Maybe --verbose for your patch descriptions would help. I didn't see any
obvious problem. If you know any, care to explain?

Anyway, I started to implement a multiwrite command for qemu-io
yesterday, so that I can actually test such scenarios.

Kevin
Avi Kivity May 20, 2010, 8:30 a.m. UTC | #7
On 05/20/2010 11:19 AM, Kevin Wolf wrote:
> Am 20.05.2010 08:09, schrieb Avi Kivity:
>    
>> On 05/20/2010 12:09 AM, Kevin Wolf wrote:
>>      
>>>        
>>>> Actually it's not that obvious.  If the actual problem
>>>> here (besides the mis-comparison) is due to missing
>>>> barriers or flushes.  Avi asked a good question in that
>>>> thread.
>>>>
>>>>          
>>> It's obvious that it's a hack. It doesn't fix anything, it just disables a
>>> feature that didn't work. Good for debugging, but not something that you
>>> would like to commit.
>>>
>>> It's reasonable to include something like this when we know that something is
>>> broken but we haven't found it yet - but I believe Christoph's patch is the
>>> real fix. If anyone can still find a case that is "fixed" by Avi's patch, I
>>> could be convinced to apply it anyway, but I'd prefer if I didn't have to.
>>>
>>> Note that we actually don't have overlapping requests. It just looks like it
>>> because the qsort call doesn't work correctly with the broken comparison
>>> function, so lower sector numbers can come after higher ones.
>>>
>>>        
>> I agree my patch didn't fix the problem, only made it disappear, but
>> won't the current code break with overlapping requests?
>>      
> Maybe --verbose for your patch descriptions would help. I didn't see any
> obvious problem. If you know any, care to explain?
>    

Looking again, you are right.  There is code to take care of the 
overlap, and even a comment.  So my patch is indeed bogus.

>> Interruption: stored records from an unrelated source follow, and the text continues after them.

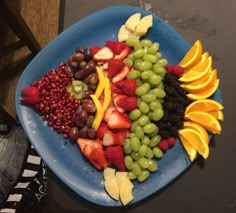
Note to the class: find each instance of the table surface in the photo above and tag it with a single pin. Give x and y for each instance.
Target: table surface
(207, 186)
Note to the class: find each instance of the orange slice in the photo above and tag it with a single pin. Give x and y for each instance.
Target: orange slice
(206, 93)
(218, 114)
(196, 140)
(204, 105)
(197, 71)
(197, 127)
(192, 56)
(201, 84)
(208, 121)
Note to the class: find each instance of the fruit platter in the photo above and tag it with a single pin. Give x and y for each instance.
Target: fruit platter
(120, 104)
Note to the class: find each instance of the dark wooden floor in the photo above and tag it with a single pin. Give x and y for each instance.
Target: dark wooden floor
(42, 17)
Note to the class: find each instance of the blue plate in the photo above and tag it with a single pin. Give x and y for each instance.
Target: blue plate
(63, 157)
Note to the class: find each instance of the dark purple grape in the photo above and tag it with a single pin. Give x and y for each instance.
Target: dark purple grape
(80, 50)
(87, 93)
(78, 57)
(87, 54)
(92, 133)
(83, 132)
(74, 133)
(83, 115)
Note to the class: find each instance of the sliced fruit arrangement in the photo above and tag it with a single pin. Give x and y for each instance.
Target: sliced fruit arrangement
(125, 106)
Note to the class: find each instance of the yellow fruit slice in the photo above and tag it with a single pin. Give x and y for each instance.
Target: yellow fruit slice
(192, 56)
(196, 140)
(206, 93)
(197, 127)
(197, 71)
(201, 84)
(218, 114)
(208, 121)
(204, 105)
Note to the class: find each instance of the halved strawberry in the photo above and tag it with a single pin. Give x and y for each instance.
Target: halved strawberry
(115, 99)
(128, 87)
(121, 75)
(116, 46)
(104, 54)
(114, 67)
(127, 103)
(118, 121)
(125, 52)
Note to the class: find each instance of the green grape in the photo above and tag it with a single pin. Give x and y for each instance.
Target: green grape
(155, 140)
(131, 175)
(136, 168)
(152, 165)
(143, 120)
(148, 98)
(144, 65)
(143, 175)
(141, 90)
(149, 57)
(145, 140)
(127, 146)
(155, 79)
(149, 153)
(150, 128)
(135, 143)
(135, 155)
(128, 62)
(133, 74)
(163, 62)
(155, 105)
(128, 162)
(143, 162)
(132, 41)
(139, 132)
(146, 43)
(153, 48)
(142, 150)
(135, 114)
(157, 152)
(144, 107)
(146, 74)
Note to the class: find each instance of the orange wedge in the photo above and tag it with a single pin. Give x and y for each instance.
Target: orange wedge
(206, 93)
(218, 114)
(201, 84)
(196, 140)
(197, 127)
(192, 56)
(204, 105)
(208, 121)
(197, 71)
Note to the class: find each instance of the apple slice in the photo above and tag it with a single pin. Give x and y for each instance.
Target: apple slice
(132, 21)
(144, 24)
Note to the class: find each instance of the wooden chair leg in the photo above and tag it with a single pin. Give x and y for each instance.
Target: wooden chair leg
(16, 22)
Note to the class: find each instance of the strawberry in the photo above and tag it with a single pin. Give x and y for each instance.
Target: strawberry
(104, 54)
(114, 67)
(127, 103)
(108, 112)
(116, 98)
(101, 130)
(125, 52)
(88, 147)
(121, 75)
(111, 138)
(95, 49)
(32, 95)
(118, 121)
(116, 46)
(128, 87)
(115, 155)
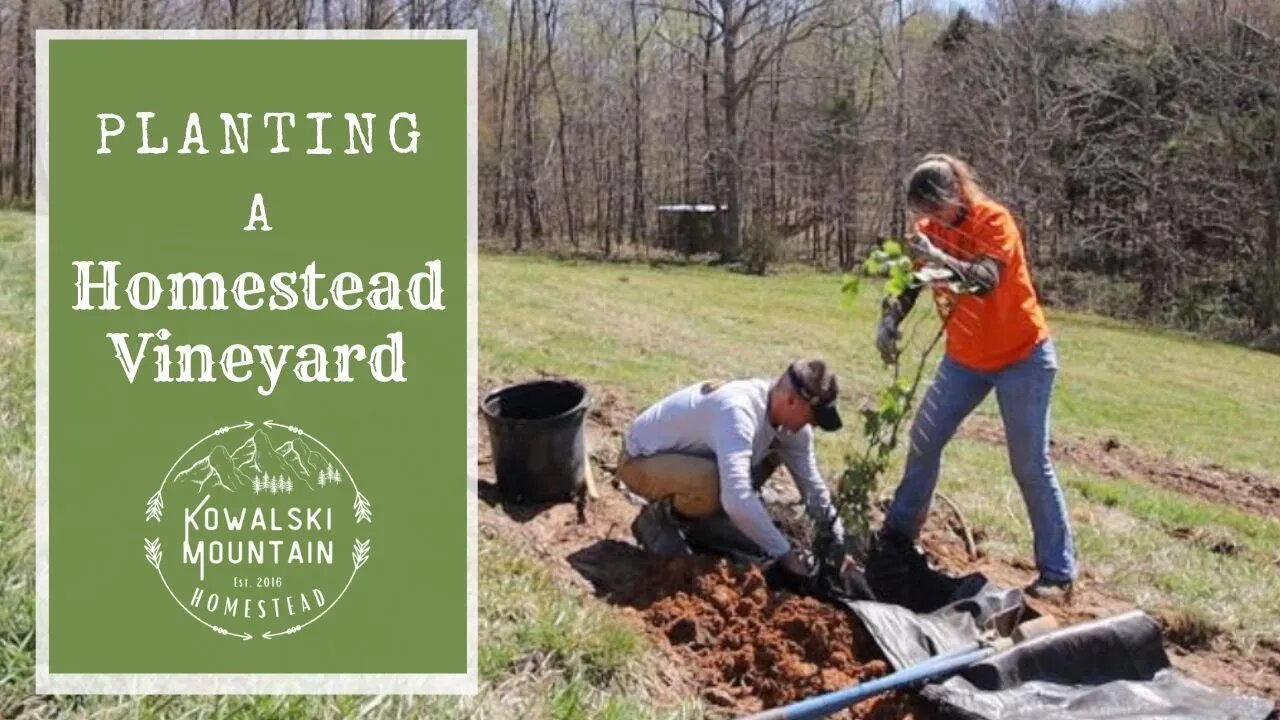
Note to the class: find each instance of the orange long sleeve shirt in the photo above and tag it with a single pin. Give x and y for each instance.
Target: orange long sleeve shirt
(1000, 328)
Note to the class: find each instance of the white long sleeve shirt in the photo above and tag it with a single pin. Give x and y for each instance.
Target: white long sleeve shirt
(732, 424)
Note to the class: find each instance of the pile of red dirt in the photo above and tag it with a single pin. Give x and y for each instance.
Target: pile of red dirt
(755, 646)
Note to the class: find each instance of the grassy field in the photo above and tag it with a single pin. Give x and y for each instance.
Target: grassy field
(639, 332)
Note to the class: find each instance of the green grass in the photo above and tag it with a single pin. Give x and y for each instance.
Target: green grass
(644, 331)
(649, 329)
(545, 651)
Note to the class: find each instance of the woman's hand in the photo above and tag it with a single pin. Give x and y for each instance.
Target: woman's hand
(923, 247)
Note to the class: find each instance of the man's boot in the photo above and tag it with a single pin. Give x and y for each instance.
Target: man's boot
(658, 531)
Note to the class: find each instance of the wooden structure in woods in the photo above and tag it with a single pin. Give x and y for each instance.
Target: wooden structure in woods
(690, 229)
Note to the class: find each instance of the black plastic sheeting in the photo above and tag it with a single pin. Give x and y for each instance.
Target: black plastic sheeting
(1112, 668)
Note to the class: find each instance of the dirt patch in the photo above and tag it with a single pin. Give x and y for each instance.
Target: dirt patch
(754, 647)
(1246, 491)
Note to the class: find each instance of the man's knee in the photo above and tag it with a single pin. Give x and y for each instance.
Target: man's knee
(689, 482)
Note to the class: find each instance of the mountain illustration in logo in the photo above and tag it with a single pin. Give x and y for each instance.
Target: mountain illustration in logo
(257, 466)
(216, 466)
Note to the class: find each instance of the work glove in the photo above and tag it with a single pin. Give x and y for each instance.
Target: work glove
(923, 247)
(887, 336)
(798, 563)
(853, 580)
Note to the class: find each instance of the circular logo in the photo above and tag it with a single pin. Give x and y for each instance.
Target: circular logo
(257, 531)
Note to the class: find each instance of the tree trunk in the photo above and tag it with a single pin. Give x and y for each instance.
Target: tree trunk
(730, 150)
(638, 224)
(23, 173)
(566, 190)
(499, 197)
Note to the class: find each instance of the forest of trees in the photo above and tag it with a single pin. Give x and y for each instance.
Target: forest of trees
(1137, 140)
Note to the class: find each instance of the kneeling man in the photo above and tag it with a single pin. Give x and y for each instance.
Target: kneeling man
(700, 456)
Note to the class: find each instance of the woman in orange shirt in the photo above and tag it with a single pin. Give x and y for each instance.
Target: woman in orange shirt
(997, 340)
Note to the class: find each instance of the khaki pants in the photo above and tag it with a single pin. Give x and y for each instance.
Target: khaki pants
(691, 482)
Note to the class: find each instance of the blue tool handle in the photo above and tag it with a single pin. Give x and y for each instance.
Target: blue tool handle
(827, 703)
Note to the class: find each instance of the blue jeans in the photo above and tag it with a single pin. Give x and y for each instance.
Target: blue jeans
(1023, 391)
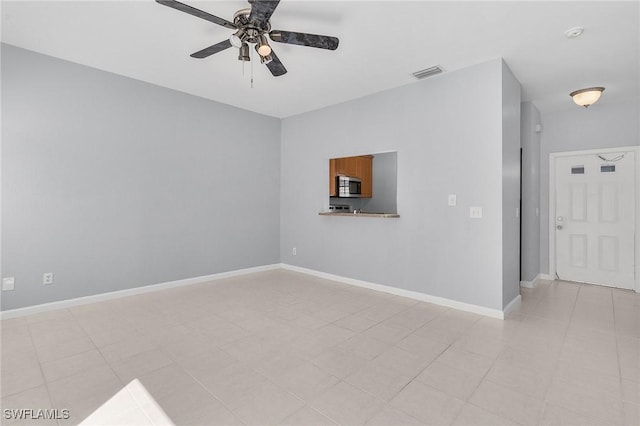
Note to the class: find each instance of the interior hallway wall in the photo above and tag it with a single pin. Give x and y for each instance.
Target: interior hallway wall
(606, 124)
(530, 138)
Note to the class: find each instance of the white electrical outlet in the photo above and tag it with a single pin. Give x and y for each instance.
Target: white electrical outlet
(47, 278)
(475, 212)
(8, 283)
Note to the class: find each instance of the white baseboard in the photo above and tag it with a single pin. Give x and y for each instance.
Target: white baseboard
(62, 304)
(481, 310)
(514, 304)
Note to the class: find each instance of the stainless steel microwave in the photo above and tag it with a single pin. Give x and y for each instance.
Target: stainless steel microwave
(349, 187)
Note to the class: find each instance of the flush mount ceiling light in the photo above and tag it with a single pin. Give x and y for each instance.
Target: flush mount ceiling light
(586, 97)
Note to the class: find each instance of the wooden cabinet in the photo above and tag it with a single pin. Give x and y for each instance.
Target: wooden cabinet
(364, 170)
(332, 177)
(360, 167)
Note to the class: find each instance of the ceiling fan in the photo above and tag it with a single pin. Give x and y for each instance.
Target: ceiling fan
(252, 25)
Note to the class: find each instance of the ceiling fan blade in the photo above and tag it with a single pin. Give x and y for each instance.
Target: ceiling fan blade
(275, 66)
(304, 39)
(208, 51)
(197, 12)
(261, 11)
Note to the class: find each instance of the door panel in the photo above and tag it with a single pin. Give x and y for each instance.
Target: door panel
(595, 218)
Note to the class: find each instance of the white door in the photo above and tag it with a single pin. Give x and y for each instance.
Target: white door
(595, 218)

>             size_t size;
>             QEMUIOVector *qiov = qemu_mallocz(sizeof(*qiov));
>             qemu_iovec_init(qiov,
>                 reqs[outidx].qiov->niov + reqs[i].qiov->niov + 1);
>
>             // Add the first request to the merged one. If the 
> requests are
>             // overlapping, drop the last sectors of the first request.
>             size = (reqs[i].sector - reqs[outidx].sector) << 9;
>             qemu_iovec_concat(qiov, reqs[outidx].qiov, size);

size can overflow on 32-bit.

Unrelated issue:  it seems we read the request directly from guest 
memory.  Since we access it multiple times, the guest can play with the 
contents meanwhile, invalidating previous decisions.  Shouldn't we copy 
all non-data elements to private storage?
Kevin Wolf May 20, 2010, 8:50 a.m. UTC | #8
Am 19.05.2010 20:53, schrieb Christoph Hellwig:
> The difference between the start sectors of two requests can be larger
> than the size of the "int" type, which can lead to a not correctly
> sorted multiwrite array and thus spurious I/O errors and filesystem
> corruption due to incorrect request merges.
> 
> So instead of doing the cute sector arithmetics trick spell out the
> exact comparisms.
> 
> Spotted by Kevin Wolf based on a testcase from Michael Tokarev.
> 
> Signed-off-by: Christoph Hellwig <hch@lst.de>

Thanks, applied to the block branch.

Kevin
diff mbox

Patch

Index: qemu/block.c
===================================================================
--- qemu.orig/block.c	2010-05-19 17:08:24.970255636 +0200
+++ qemu/block.c	2010-05-19 17:17:34.227006021 +0200
@@ -1933,7 +1933,19 @@  static void multiwrite_cb(void *opaque,
 
 static int multiwrite_req_compare(const void *a, const void *b)
 {
-    return (((BlockRequest*) a)->sector - ((BlockRequest*) b)->sector);
+    const BlockRequest *req1 = a, *req2 = b;
+
+    /*
+     * Note that we can't simply subtract req2->sector from req1->sector
+     * here as that could overflow the return value.
+     */
+    if (req1->sector > req2->sector) {
+        return 1;
+    } else if (req1->sector < req2->sector) {
+        return -1;
+    } else {
+        return 0;
+    }
 }
 
 /*